To establish that the giving or failure to give an instruction was clearly erroneous,
the reviewing court must determine whether there was any error at all. This requires
demonstrating that giving the proposed instruction would have been both legally and
factually appropriate, employing an unlimited review of the entire record. Williams, 295
Kan. at 515-16. And if error is found on that basis, then the court moves to a reversibility
inquiry in which it assesses whether it is firmly convinced the jury would have reached a
different verdict had the instruction been given. The defendant maintains the burden to
establish the degree of prejudice necessary for reversal. 295 Kan. at 516.
19
A. Did the district court err in failing to instruct the jury on second-degree intentional
and unintentional murder as lesser included offenses of felony murder?
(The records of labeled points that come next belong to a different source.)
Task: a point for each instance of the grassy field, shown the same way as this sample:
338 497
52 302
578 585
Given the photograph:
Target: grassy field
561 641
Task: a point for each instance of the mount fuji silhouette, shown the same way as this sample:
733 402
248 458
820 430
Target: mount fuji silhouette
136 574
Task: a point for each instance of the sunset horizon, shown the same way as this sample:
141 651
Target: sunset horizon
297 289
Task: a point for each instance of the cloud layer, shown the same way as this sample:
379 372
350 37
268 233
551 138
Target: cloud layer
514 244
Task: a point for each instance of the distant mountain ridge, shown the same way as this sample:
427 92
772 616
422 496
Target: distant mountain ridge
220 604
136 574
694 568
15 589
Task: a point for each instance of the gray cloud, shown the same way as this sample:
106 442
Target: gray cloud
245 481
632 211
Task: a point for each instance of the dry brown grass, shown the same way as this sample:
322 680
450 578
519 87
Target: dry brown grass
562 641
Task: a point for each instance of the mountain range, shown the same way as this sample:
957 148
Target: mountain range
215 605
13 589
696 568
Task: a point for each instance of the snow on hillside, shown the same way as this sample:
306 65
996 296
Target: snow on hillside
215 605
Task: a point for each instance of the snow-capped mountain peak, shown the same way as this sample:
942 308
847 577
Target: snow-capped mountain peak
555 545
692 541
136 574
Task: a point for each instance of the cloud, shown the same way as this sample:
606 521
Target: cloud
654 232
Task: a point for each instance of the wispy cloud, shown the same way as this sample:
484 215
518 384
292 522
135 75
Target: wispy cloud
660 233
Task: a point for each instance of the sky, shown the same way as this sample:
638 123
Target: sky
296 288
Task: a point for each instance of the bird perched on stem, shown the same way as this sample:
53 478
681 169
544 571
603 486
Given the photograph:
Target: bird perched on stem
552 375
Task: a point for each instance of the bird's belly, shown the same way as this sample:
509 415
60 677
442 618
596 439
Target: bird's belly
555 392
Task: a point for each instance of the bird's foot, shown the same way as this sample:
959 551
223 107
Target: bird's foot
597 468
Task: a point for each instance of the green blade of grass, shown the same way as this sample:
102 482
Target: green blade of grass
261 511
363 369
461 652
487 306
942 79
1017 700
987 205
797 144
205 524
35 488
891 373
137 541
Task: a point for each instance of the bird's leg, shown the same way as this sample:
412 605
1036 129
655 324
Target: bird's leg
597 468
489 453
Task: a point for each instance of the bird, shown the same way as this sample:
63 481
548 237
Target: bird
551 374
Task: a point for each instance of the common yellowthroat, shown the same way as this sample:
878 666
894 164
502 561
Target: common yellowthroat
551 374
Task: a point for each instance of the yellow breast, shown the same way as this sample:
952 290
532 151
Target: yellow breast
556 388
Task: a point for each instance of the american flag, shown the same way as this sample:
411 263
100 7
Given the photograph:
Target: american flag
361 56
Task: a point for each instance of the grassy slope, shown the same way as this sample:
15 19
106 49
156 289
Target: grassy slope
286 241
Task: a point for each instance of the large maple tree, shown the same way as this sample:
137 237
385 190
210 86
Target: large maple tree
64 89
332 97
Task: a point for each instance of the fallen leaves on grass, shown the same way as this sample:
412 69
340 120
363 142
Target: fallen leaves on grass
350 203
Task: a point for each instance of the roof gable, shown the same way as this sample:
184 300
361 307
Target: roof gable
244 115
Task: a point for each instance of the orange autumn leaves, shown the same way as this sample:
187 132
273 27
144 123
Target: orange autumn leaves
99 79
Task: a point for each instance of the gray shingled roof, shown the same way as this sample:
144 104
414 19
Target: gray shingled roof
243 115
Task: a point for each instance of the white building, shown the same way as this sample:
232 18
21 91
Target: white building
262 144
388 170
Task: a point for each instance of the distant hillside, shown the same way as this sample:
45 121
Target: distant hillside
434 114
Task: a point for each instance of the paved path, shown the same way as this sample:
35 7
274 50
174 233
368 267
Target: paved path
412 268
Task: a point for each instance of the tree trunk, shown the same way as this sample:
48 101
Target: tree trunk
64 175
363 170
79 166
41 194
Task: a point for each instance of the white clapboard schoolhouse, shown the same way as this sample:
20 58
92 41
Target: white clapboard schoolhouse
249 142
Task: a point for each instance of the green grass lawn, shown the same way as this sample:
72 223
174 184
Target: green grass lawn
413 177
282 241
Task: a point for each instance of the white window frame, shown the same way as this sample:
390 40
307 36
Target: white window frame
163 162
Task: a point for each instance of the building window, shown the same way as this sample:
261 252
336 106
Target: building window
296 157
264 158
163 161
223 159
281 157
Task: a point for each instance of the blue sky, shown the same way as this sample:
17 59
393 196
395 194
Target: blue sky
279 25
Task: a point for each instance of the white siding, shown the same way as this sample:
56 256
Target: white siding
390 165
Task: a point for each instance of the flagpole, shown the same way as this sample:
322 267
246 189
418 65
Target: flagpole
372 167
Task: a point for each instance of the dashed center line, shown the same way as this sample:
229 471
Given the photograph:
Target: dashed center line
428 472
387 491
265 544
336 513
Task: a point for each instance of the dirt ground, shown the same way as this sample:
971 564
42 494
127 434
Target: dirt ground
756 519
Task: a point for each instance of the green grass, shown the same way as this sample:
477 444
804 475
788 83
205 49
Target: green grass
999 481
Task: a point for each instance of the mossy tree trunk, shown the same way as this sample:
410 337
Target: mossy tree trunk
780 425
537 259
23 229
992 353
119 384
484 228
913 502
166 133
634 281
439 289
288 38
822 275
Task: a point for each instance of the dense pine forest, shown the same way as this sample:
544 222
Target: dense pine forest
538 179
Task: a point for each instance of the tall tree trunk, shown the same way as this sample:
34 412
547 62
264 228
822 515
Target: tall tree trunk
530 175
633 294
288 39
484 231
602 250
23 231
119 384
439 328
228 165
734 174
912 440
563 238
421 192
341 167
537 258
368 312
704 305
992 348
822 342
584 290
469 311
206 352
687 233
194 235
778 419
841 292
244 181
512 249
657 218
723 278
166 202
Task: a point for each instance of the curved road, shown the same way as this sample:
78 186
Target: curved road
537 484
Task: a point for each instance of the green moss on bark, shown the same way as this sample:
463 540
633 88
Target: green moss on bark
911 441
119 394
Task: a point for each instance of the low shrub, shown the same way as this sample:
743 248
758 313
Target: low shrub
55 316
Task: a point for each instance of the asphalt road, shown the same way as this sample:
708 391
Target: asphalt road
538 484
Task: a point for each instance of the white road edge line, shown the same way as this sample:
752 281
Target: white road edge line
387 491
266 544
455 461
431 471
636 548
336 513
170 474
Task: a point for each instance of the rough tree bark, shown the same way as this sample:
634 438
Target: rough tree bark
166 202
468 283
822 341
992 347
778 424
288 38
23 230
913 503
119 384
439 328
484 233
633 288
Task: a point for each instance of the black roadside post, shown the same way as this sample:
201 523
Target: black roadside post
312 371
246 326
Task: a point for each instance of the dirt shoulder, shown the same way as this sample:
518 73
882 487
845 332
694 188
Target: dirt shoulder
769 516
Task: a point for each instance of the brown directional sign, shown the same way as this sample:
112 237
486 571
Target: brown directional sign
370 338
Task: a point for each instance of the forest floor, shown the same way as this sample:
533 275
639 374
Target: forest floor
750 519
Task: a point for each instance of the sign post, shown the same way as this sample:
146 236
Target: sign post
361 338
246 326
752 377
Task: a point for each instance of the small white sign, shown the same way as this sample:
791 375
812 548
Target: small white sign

1. Were these instructions legally appropriate?
K.S.A. 21-3402 defines second-degree murder as "the killing of a human being
committed: (a) Intentionally; or (b) unintentionally but recklessly under circumstances
manifesting extreme indifference to the value of human life." The statute focuses
culpability on whether the killing is intentional or unintentional, not whether a deliberate
and voluntary act leads to death. State v. Deal, 293 Kan. 872, 885, 269 P.3d 1282 (2012).
Both types of second-degree murder constitute lesser included offenses of felony murder.
See State v. Calvin, 279 Kan. 193, 202, 105 P.3d 710 (2005). But see K.S.A. 2012 Supp.
21-5109(b)(1) (there are no lesser degrees to felony murder effective July 1, 2012); see
also State v. Wells, 297 Kan. 741, Syl. ¶ 8, 305 P.3d 568 (2013) ("Because the
legislature's 2012 amendment to K.S.A. 21-5109 regarding lesser included crimes was
not merely procedural or remedial but substantive, it is not to be applied retroactively to a
case pending on appeal at the time of the amendment."). The instructions on second-
degree intentional murder and second-degree unintentional murder would have been
legally appropriate in this case.
2. Were these instructions factually appropriate?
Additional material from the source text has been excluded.